STENO-2 trial showed a significant reduction of microvascular complications 8 years and all cardiovascular events 13 years after study start with an intense treatment strategy including a BP < 130/80 mmHg versus less strict strategy with a standard BP goal of 130–139 mmHg in type 2 diabetic patients with microalbuminuria (Gaede et al. 2003, 2008). However, the positive results attributed to the intense strategy cannot be directly attributed to a strict BP target, since the two groups were not comparable elsewhere. This study however, highlights the importance of a combined optimal strategy to reduce cardiovascular and microvascular events in type 2 diabetes.
Out of cardiovascular prevention, there are solid data regarding the benefits of a SBP target less than 130 mmHg when considering diabetic patients with proteinuria aiming to reduce renal events (end stage renal disease). The meta analysis of Bakris et al. (2000) considering type 2 diabetic patients with proteinuria reported less estimated glomerular filtration rate loss (eGFR) when BP is under 130/85 than at 140/90 mmHg. In type 2 diabetic patients without proteinuria, however, no evidence was reported by ACCORD trial (ACCORD study Group 2010).

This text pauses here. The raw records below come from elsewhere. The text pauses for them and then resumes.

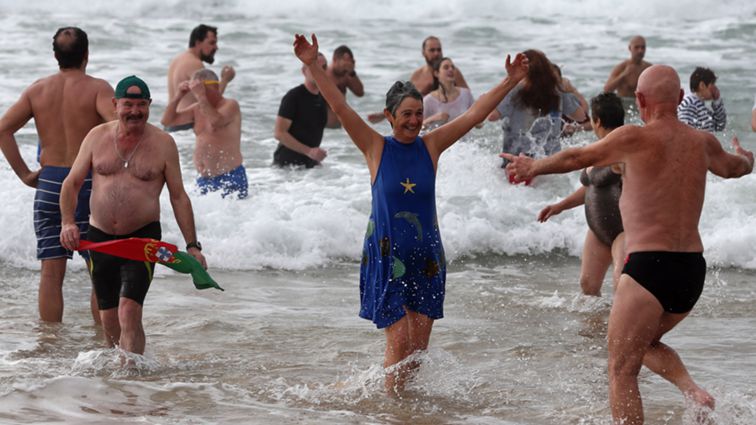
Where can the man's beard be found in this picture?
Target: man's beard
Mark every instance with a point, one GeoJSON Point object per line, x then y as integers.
{"type": "Point", "coordinates": [208, 58]}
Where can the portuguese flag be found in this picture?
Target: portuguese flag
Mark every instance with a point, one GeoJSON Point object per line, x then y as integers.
{"type": "Point", "coordinates": [154, 251]}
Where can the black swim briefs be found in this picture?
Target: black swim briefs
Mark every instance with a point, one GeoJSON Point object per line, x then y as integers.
{"type": "Point", "coordinates": [676, 279]}
{"type": "Point", "coordinates": [115, 277]}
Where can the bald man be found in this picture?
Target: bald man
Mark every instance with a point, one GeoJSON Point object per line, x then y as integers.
{"type": "Point", "coordinates": [422, 77]}
{"type": "Point", "coordinates": [664, 177]}
{"type": "Point", "coordinates": [624, 76]}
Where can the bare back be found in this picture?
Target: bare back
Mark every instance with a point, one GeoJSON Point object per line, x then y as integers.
{"type": "Point", "coordinates": [65, 108]}
{"type": "Point", "coordinates": [126, 199]}
{"type": "Point", "coordinates": [181, 69]}
{"type": "Point", "coordinates": [630, 73]}
{"type": "Point", "coordinates": [663, 188]}
{"type": "Point", "coordinates": [218, 151]}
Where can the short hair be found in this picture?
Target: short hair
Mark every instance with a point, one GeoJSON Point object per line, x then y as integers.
{"type": "Point", "coordinates": [609, 109]}
{"type": "Point", "coordinates": [701, 74]}
{"type": "Point", "coordinates": [429, 38]}
{"type": "Point", "coordinates": [341, 51]}
{"type": "Point", "coordinates": [398, 92]}
{"type": "Point", "coordinates": [205, 74]}
{"type": "Point", "coordinates": [200, 33]}
{"type": "Point", "coordinates": [70, 51]}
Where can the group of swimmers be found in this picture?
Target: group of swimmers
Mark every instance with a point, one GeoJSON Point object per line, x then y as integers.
{"type": "Point", "coordinates": [98, 151]}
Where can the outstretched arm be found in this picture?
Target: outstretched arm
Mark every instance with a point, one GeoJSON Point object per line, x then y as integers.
{"type": "Point", "coordinates": [611, 149]}
{"type": "Point", "coordinates": [726, 164]}
{"type": "Point", "coordinates": [69, 231]}
{"type": "Point", "coordinates": [441, 138]}
{"type": "Point", "coordinates": [366, 139]}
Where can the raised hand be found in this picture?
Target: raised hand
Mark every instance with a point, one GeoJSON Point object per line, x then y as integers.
{"type": "Point", "coordinates": [306, 52]}
{"type": "Point", "coordinates": [184, 87]}
{"type": "Point", "coordinates": [519, 166]}
{"type": "Point", "coordinates": [517, 69]}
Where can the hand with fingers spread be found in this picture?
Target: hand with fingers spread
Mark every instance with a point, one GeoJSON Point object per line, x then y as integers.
{"type": "Point", "coordinates": [306, 52]}
{"type": "Point", "coordinates": [520, 167]}
{"type": "Point", "coordinates": [517, 69]}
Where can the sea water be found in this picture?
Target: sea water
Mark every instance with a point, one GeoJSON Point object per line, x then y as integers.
{"type": "Point", "coordinates": [283, 344]}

The Kidney Disease Improving Global Outcome KDIGO clinical practice guideline for the management of BP in chronic kidney disease outlined the strict target of BP < 130/80 mmHg only in patients with abnormal albumin excretion rate, meaning those with microalbuminuria or A2 category as defined by urine albumin-creatinine ratio more than 30 mg/g or A3 category (severely increased) as defined by urine albumin-creatinine ratio above 300 mg/g or Protein-creatinine ratio above 500 mg/g, with or without diabetes (Kidney Disease: Improving GlobalOutcomes (KDIGO) Blood Pressure Work Group 2012). However, since microalbuminuria is also a marker of vascular damage, defining target BP based on the presence of microalbuminuria should consider the presence of subclinical coronary heart disease (Jarraya et al. 2013).